2月25日の福岡ソフトバンク戦、28日の台湾プロ選抜戦と連敗した侍ジャパンの打線の中で、ひとり気を吐いていたのがカープの菊池涼介だ。

 

 2試合続けて4打数3安打の猛打賞と打ちまくった。特に28日の台湾プロ野球選抜戦では二塁打2本、三塁打1本の大当たり。打点も2つ叩き出し、チャンスメイク役もポイントゲット役も果たして2番打者として存分な働きを見せた。小久保裕紀監督の評価も「菊池だけが目立っていた」と上々だ。

 

 しかしカープファンは気が気ではあるまい。もし決勝トーナメントまで勝ち進んで渡米し、メジャーリーグのスカウトの目に止まると、ポスティングシステムを利用してのメジャーリーグ移籍が早まるのではないか、と。
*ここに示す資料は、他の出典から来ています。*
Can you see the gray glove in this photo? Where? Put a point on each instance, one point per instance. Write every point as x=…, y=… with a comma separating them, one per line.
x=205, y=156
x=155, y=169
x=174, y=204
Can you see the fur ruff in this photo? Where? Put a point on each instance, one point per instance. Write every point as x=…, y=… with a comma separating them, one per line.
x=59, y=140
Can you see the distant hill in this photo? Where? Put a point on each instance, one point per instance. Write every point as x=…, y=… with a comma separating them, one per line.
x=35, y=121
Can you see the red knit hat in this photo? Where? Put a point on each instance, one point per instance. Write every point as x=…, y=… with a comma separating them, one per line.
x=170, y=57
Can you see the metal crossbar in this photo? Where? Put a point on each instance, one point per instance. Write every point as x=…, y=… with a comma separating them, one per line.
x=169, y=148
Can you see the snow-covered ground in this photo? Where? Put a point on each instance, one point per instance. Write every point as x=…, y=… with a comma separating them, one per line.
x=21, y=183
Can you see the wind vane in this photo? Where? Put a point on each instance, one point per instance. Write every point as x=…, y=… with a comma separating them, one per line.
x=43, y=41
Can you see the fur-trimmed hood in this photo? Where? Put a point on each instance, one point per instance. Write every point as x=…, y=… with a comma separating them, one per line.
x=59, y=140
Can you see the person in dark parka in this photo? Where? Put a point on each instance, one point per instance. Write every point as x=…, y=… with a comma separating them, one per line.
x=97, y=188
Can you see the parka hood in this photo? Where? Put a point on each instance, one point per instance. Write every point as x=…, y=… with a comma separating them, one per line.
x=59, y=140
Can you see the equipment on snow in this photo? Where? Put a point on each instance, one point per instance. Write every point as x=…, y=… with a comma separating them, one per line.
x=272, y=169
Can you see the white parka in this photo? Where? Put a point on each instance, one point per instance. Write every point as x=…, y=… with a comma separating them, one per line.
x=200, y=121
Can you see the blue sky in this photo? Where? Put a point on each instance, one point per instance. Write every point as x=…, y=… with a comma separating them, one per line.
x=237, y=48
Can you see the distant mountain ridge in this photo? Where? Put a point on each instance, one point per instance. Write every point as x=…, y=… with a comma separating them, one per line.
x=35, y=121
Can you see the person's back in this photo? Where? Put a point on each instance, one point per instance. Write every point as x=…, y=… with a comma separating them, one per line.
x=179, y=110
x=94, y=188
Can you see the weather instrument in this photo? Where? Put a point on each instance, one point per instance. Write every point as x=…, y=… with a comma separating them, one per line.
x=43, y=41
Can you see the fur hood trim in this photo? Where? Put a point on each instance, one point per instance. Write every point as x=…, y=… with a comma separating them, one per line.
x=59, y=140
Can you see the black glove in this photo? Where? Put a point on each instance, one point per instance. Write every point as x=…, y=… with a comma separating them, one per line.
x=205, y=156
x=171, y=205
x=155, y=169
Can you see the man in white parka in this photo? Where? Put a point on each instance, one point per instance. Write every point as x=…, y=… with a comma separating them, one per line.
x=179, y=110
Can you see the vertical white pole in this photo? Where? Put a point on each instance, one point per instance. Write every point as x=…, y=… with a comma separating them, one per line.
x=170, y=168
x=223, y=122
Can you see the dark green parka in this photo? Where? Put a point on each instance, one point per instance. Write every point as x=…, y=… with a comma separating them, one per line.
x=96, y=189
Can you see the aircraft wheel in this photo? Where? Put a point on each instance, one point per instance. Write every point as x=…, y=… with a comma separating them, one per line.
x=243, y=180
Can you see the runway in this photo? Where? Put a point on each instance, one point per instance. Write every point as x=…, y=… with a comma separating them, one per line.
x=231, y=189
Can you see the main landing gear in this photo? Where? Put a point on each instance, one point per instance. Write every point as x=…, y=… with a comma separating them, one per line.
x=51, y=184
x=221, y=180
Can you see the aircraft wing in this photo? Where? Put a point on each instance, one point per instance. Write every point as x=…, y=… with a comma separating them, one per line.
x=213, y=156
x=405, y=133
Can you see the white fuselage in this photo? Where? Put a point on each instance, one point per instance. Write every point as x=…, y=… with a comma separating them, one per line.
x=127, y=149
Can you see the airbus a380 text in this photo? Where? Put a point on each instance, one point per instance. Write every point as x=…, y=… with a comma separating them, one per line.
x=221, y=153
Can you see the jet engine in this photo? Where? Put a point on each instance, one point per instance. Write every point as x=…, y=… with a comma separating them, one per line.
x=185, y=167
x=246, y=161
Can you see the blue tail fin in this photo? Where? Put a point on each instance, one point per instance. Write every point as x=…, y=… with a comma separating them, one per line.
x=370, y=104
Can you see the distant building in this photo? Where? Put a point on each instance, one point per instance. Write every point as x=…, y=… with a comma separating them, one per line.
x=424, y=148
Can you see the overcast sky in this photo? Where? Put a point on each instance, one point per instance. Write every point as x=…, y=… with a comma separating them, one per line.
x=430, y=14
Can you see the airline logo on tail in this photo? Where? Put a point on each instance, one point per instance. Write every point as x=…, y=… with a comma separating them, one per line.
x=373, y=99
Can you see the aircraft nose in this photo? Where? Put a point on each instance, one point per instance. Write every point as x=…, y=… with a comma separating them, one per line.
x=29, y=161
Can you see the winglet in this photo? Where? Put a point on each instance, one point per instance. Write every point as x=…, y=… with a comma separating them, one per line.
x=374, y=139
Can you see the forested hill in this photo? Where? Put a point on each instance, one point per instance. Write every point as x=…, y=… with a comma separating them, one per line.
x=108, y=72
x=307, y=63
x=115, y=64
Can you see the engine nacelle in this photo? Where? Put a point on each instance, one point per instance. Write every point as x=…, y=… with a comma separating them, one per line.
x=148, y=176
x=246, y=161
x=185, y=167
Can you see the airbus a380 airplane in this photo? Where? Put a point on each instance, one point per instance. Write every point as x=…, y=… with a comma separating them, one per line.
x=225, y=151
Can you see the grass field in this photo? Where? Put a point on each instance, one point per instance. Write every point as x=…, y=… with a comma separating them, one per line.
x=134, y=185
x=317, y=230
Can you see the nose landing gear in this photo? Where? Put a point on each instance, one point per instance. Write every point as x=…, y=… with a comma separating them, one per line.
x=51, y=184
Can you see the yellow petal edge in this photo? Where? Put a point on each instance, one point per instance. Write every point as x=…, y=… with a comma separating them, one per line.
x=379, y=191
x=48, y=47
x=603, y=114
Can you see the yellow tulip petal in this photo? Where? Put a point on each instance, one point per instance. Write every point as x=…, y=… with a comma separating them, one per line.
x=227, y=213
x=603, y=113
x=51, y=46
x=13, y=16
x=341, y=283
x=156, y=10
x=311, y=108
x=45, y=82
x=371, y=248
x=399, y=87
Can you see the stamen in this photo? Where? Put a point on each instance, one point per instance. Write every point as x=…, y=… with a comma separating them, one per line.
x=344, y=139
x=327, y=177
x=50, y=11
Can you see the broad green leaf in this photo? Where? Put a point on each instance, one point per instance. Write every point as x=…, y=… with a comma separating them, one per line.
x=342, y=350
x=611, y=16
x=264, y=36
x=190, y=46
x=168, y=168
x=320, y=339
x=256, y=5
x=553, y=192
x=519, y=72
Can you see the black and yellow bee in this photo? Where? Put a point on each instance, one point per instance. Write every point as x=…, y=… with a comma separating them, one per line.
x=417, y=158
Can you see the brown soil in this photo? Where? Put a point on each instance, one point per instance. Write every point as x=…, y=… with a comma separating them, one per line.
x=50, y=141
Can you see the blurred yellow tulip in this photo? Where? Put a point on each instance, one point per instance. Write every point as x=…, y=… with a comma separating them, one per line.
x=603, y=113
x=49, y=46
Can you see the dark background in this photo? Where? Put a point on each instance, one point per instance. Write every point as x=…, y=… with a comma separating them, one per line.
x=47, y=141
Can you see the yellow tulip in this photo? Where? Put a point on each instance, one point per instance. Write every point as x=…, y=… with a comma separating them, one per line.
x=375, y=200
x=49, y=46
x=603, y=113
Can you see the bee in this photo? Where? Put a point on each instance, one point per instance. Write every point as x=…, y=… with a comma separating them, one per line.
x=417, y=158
 実際、菊池には追い風が吹いている。昨シーズンからメジャーリーグでは、いわゆる"ゲッツー崩し"を狙ったスライディングが禁止されている。日本でも今季からの導入が決まった。

 

 新ルールの概要はこうだ。
<ダブルプレーを阻止する目的で野手に接触したスライディングにインターフェアを宣言する。走者はベースの手前でスライディングを開始すること。走者はスライディングの後、手もしくは足がベースについていること。ホームベース以外の塁では走者はスライディング後にベースに留まること>

 

 これは日本人内野手にとってはありがたい。というのも岩村明憲や西岡剛らが"ゲッツー崩し"の危険なスライディングを受け、病院送りにされたことは記憶に新しい。特に岩村の場合は悲惨で、この時の故障が原因で選手生命を縮めてしまった。

 

 日本人内野手は二塁ベースの前でプレーする習性があり、これが狙われやすい原因となっていた。だが新ルールでは、野手の足に向かうスライディングは全て禁止されている。

 

 日本の球団からすれば、「アメリカに行くと内野手は狙われるぞ」といった"脅し文句"が使えなくなった。引き留めには別のロジックが必要になりそうだ。